Ich such den Weg fernab davon,
vielleicht geht es zum Musikpavillon.
Vorbei am abgesperrten Spielplatz,
bin ich am blauen Inselteich gelandet.
Daneben gleich die Sachse als Chill – Platz,
hier tummelt man sich allzu gern,
alle entfliehen sie ihrer Wohnung,
wollen raus in die Natur hinein
und versuchen frei zu sein.
Man wünscht sich Gesundheit und Spaß am Glücksbaum,
genießt den Frühling auf Entfernung
und hilft sich am Brückenzaun.
Kein Eiswagen da und keine Lockung,
ich gehe langsam wieder zurück,
lass mich von der Sonne kitzeln
und auf dem Weg wird Bärlauch gepflückt.
Hier und da wird noch etwas gegrillt,
es wirkt schon etwas idyllisch da
und ein was wird mir schnell sehr klar,
es ist nicht alles große Pein:
Hier bin ich Mensch, hier darf ich's sein!
- Johannes Preißler
Ein Spaziergang durch die Natur Leipzigs mit Johannes Preißler.

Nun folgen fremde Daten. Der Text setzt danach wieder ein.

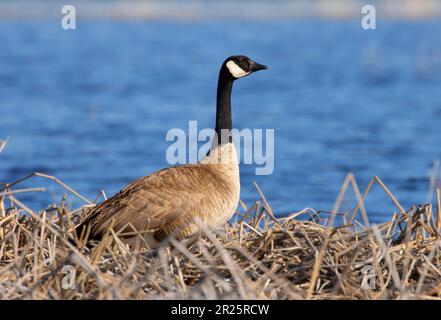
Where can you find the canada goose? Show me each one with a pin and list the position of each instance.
(170, 201)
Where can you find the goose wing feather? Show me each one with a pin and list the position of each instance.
(153, 201)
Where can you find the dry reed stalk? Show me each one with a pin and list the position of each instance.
(259, 256)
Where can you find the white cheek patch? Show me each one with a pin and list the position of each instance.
(235, 70)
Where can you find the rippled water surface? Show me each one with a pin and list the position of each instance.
(93, 106)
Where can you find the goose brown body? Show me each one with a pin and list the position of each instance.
(172, 200)
(175, 200)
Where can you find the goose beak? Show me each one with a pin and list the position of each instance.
(257, 66)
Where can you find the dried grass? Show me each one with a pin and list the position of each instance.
(259, 256)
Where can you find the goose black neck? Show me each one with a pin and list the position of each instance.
(224, 121)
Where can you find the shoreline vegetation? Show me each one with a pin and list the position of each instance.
(305, 255)
(198, 9)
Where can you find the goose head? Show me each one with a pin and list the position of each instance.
(240, 66)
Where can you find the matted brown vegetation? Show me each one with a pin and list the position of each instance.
(301, 256)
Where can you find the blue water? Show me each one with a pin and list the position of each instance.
(93, 106)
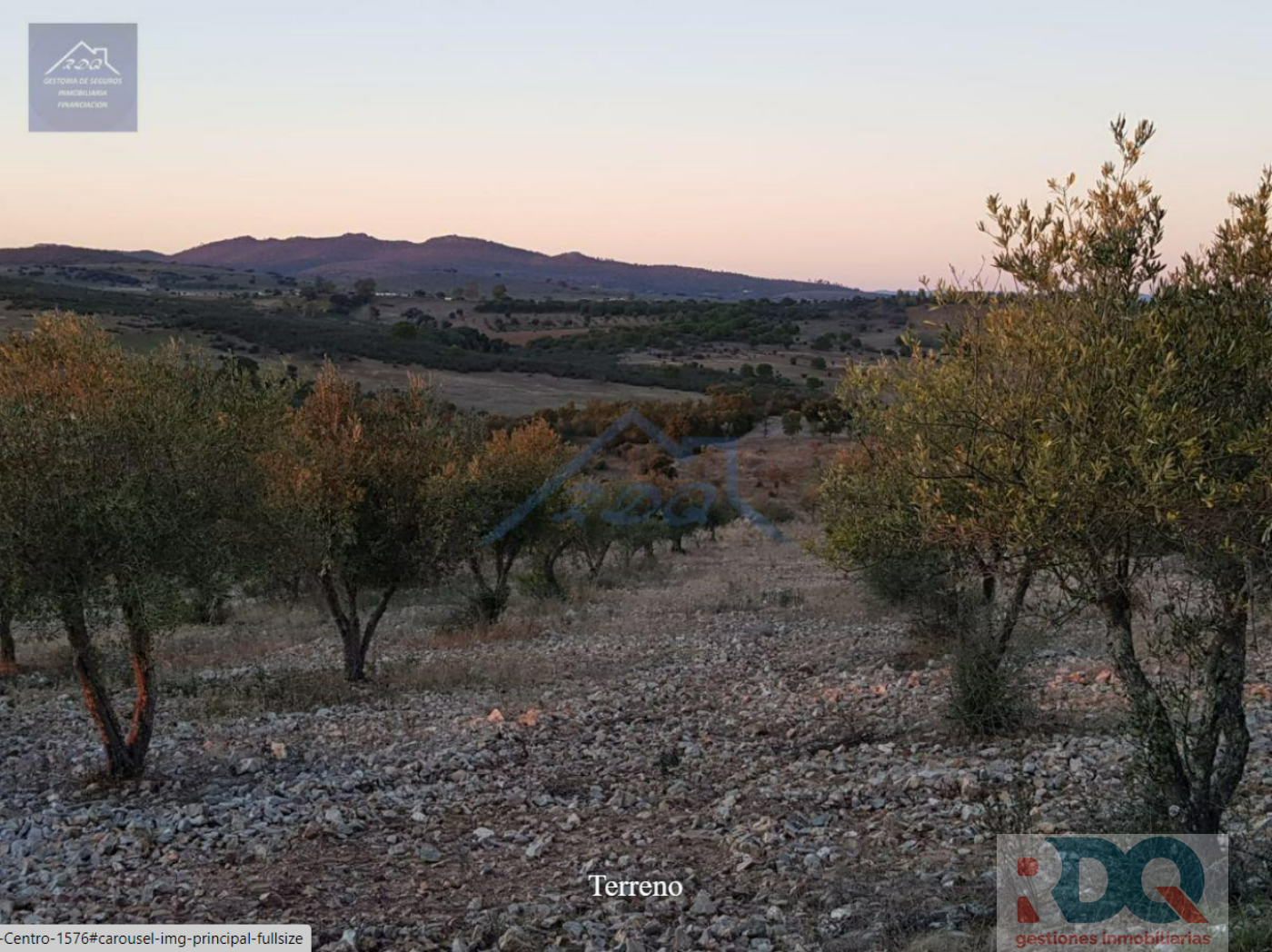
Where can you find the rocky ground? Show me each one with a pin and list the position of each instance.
(737, 719)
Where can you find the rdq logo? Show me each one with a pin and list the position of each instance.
(83, 57)
(1119, 890)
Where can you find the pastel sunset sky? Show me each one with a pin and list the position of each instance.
(811, 140)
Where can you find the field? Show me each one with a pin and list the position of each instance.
(738, 719)
(509, 357)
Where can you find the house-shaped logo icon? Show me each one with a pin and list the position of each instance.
(682, 449)
(83, 57)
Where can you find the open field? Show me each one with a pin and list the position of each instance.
(740, 719)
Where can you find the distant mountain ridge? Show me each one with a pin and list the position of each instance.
(442, 263)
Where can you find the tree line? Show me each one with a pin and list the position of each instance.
(134, 483)
(1099, 439)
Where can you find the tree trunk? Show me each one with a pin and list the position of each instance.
(8, 650)
(353, 637)
(142, 658)
(492, 595)
(595, 557)
(124, 755)
(550, 579)
(1011, 617)
(1217, 758)
(1148, 712)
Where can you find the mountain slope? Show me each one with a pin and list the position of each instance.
(441, 264)
(454, 260)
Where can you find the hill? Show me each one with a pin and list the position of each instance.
(442, 264)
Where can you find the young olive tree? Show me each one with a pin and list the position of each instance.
(117, 474)
(500, 481)
(1128, 438)
(362, 494)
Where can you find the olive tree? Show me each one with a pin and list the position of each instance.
(1131, 451)
(362, 499)
(118, 474)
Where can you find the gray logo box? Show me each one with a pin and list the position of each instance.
(82, 78)
(1142, 890)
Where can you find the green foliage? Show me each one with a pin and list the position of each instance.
(1102, 433)
(362, 494)
(124, 481)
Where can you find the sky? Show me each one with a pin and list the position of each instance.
(846, 142)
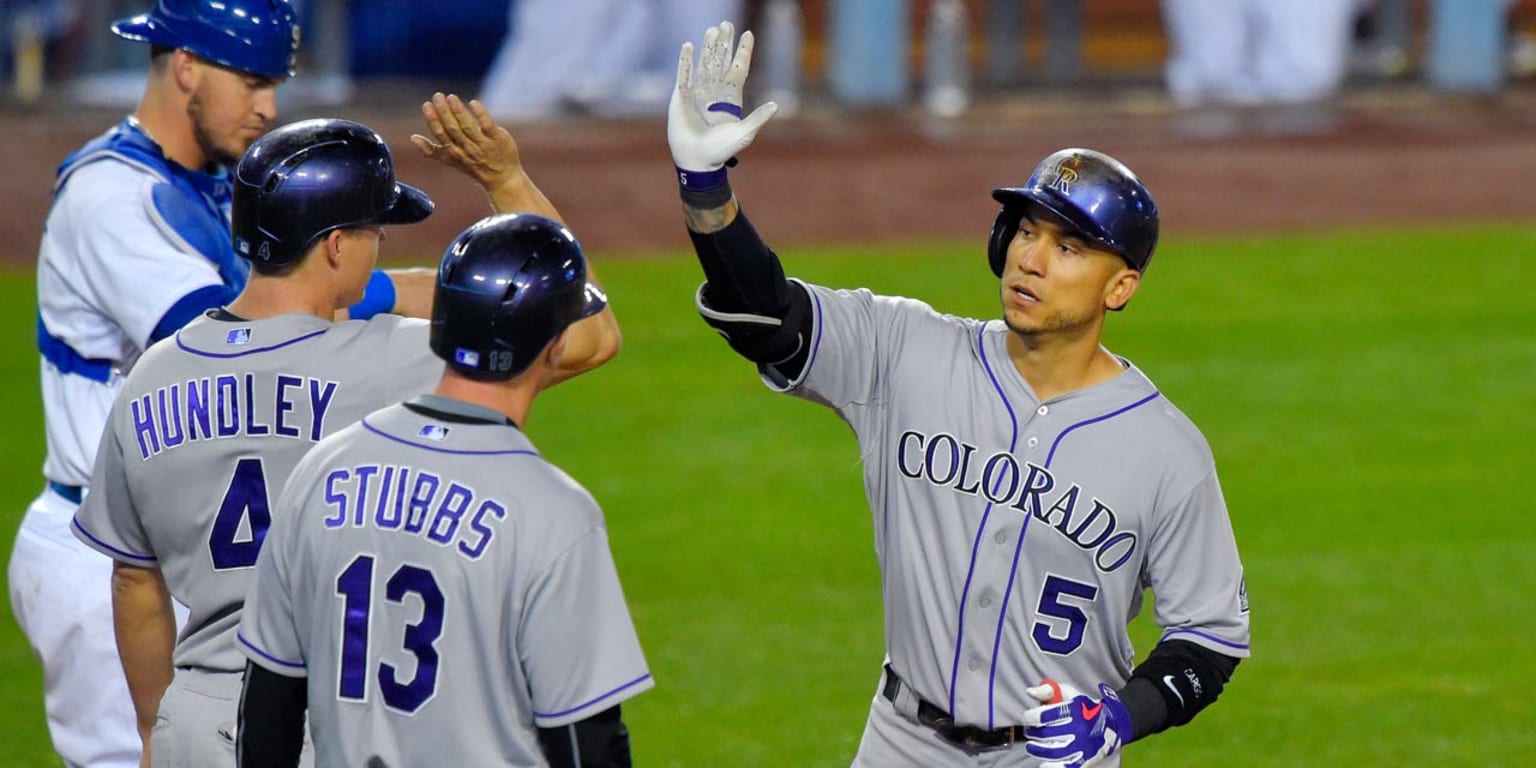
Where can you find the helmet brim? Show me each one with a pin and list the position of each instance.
(1049, 200)
(139, 28)
(410, 206)
(596, 301)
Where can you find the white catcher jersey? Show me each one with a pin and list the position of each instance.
(108, 268)
(1016, 536)
(205, 433)
(444, 590)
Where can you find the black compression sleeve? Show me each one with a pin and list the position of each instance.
(1174, 682)
(271, 731)
(742, 274)
(596, 742)
(747, 298)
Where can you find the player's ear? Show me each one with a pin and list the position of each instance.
(556, 347)
(1120, 288)
(186, 69)
(332, 246)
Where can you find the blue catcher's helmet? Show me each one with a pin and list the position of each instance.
(506, 288)
(251, 36)
(1094, 192)
(306, 178)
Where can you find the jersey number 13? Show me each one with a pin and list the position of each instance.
(355, 585)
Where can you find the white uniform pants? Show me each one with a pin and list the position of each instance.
(195, 727)
(894, 739)
(62, 596)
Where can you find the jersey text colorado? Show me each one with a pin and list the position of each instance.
(1000, 478)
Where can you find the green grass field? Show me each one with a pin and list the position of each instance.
(1370, 400)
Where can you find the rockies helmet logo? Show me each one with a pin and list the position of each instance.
(1066, 175)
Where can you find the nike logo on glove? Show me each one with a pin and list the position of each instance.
(1168, 679)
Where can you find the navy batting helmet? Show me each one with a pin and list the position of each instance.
(1094, 192)
(252, 36)
(306, 178)
(506, 288)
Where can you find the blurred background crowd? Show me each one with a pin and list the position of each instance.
(536, 60)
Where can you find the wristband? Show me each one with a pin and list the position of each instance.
(728, 108)
(377, 298)
(701, 180)
(708, 198)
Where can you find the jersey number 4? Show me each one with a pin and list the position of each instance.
(246, 498)
(355, 585)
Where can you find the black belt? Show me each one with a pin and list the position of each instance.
(965, 736)
(69, 492)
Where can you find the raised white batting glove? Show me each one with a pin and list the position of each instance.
(1075, 730)
(704, 122)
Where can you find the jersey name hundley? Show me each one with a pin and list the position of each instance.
(226, 406)
(1002, 478)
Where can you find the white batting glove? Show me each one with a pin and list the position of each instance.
(704, 122)
(1072, 730)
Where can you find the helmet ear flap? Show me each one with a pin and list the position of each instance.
(1003, 231)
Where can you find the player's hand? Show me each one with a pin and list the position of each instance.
(467, 139)
(1075, 731)
(704, 122)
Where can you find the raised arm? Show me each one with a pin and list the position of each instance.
(146, 633)
(745, 295)
(464, 137)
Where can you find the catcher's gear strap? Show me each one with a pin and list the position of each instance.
(1178, 678)
(747, 298)
(596, 742)
(271, 728)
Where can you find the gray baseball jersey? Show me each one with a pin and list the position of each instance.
(205, 433)
(1016, 536)
(444, 590)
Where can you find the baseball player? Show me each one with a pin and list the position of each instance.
(134, 246)
(209, 424)
(432, 589)
(1026, 484)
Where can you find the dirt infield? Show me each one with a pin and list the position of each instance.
(1383, 157)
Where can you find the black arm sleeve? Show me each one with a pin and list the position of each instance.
(271, 731)
(1174, 682)
(747, 298)
(596, 742)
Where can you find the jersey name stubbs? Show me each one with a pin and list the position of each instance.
(410, 501)
(226, 406)
(1002, 478)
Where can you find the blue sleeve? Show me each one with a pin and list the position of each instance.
(189, 307)
(377, 298)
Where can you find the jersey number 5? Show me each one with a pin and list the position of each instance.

Johannes Ernst Richard Preißler ist die männliche Unterstützung im Theaterpädagogik Team für diese Spielzeit. Wenn er mal nicht zum Kaffeeklatsch der SeniorInnen eingeladen ist, singt er von Rettungsschwimmern, Wutbürgern und Stalkern mitsamt seines Akkordeons.